The government volcano-monitoring agency raised the danger level around Taal three notches on Sunday to Level 4, indicating a hazardous eruption within hours to days was possible. Level 5, the highest, means such an eruption is underway.
The volcano’s last disastrous eruption happened in 1965, when more than 200 people were killed.
Irene de Claro, a mother of four, worried about her father, who stayed behind in their village in Agoncillo while the rest of the family fled.
“My father is missing. We don’t know, too, what happened to our house because the ash was up to our knees, it was very dark and the ground was constantly shaking when we left,” de Castro said at a school in the town of Lemery. “Most likely there’s nothing for us to return to. We’re back to zero.”
The small island where the volcano lies has long been designated a “permanent danger zone,” though fishing villages have existed there for years. Those residents were all evacuated, volcanology officials said, adding that there should be a total evacuation, too, of endangered communities within a 14-kilometer (8.7-mile) radius of Taal.
Government work was suspended and schools closed in a wide swath of towns and cities, including Manila, because of the health risks from the ash.

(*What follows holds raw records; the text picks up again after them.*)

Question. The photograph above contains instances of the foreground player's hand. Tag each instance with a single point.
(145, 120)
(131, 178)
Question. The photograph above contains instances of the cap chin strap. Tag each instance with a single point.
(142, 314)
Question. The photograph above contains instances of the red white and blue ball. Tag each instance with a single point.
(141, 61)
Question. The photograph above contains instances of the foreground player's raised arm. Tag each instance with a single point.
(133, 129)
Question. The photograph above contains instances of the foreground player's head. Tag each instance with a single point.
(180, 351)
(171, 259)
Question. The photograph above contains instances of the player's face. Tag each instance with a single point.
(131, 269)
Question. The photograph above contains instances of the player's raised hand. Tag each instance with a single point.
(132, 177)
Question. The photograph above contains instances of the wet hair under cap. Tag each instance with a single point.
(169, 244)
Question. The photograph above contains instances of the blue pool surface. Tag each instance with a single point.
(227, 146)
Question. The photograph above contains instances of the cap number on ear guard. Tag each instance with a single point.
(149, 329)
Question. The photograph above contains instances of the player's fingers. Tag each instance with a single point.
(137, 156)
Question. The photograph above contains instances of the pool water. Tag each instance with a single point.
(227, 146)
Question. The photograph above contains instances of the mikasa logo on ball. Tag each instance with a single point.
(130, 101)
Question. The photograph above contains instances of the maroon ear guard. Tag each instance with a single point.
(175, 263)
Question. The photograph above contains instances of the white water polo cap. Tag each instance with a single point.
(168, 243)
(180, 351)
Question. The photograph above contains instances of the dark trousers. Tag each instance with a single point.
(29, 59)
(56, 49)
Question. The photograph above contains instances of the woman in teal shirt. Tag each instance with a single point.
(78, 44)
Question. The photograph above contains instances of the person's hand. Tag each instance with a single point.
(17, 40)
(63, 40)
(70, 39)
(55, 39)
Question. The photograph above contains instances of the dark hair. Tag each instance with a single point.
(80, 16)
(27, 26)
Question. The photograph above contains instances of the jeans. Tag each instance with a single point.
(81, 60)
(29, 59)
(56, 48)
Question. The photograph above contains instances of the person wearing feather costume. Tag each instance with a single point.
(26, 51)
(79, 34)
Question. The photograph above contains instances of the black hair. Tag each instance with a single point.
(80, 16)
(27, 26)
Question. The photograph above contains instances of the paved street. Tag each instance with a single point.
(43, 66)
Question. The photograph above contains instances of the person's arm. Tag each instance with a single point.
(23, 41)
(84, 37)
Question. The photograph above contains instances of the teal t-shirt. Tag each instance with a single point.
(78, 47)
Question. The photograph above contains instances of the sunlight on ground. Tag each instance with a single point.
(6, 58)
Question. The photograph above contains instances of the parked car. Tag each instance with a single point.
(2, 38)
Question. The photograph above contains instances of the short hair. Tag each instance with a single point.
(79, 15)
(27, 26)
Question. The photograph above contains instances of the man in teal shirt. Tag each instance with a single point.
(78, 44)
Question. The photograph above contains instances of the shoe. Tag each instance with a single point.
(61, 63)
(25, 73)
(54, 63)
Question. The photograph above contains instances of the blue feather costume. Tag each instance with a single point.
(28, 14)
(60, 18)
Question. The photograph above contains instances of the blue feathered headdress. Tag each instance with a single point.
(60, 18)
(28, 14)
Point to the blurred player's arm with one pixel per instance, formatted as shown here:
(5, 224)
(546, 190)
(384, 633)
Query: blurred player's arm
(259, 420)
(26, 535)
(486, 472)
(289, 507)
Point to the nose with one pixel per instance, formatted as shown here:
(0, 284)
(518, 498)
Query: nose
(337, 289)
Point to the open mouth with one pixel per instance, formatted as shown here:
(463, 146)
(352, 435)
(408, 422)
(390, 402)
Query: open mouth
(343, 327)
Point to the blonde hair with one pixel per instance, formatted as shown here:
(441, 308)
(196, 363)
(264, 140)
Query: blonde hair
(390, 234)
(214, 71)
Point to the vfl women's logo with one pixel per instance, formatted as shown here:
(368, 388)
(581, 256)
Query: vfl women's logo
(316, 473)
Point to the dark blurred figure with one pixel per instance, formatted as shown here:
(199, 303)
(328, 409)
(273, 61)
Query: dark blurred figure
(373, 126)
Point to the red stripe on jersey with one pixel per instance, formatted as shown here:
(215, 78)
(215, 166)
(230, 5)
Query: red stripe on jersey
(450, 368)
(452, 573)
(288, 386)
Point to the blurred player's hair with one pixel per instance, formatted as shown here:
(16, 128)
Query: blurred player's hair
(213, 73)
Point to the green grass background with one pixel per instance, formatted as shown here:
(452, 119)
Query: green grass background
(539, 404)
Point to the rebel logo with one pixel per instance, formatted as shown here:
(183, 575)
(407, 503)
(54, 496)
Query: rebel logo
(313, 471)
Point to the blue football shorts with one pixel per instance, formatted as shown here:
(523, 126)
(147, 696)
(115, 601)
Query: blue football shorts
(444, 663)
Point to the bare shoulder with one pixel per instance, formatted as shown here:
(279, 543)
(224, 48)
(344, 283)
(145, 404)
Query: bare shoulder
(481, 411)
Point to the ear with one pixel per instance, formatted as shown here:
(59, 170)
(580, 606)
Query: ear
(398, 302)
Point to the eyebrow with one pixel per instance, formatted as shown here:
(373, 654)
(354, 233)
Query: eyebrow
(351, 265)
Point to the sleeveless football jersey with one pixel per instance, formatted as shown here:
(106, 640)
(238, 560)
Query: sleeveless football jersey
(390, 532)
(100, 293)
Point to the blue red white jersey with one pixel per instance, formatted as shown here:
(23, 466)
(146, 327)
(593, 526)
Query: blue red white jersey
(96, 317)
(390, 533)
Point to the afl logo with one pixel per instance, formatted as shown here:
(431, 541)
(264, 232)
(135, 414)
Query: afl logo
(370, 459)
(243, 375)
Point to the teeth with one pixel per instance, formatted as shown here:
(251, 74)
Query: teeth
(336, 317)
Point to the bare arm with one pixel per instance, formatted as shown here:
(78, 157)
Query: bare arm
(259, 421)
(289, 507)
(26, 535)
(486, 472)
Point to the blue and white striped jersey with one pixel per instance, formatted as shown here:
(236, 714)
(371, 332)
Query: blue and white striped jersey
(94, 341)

Taal is regarded as the second-most restive of about two dozen active volcanoes in the Philippines, which lies along the Pacific “Ring of Fire,” a region prone to earthquakes and volcanic eruptions. A long-dormant volcano, Mount Pinatubo, blew its top north of Manila in 1991 in one of the biggest volcanic eruptions of the 20th century, killing hundreds of people.
About 20 typhoons and other major storms each year also batter the Philippines, making it one of the world’s most disaster-prone countries.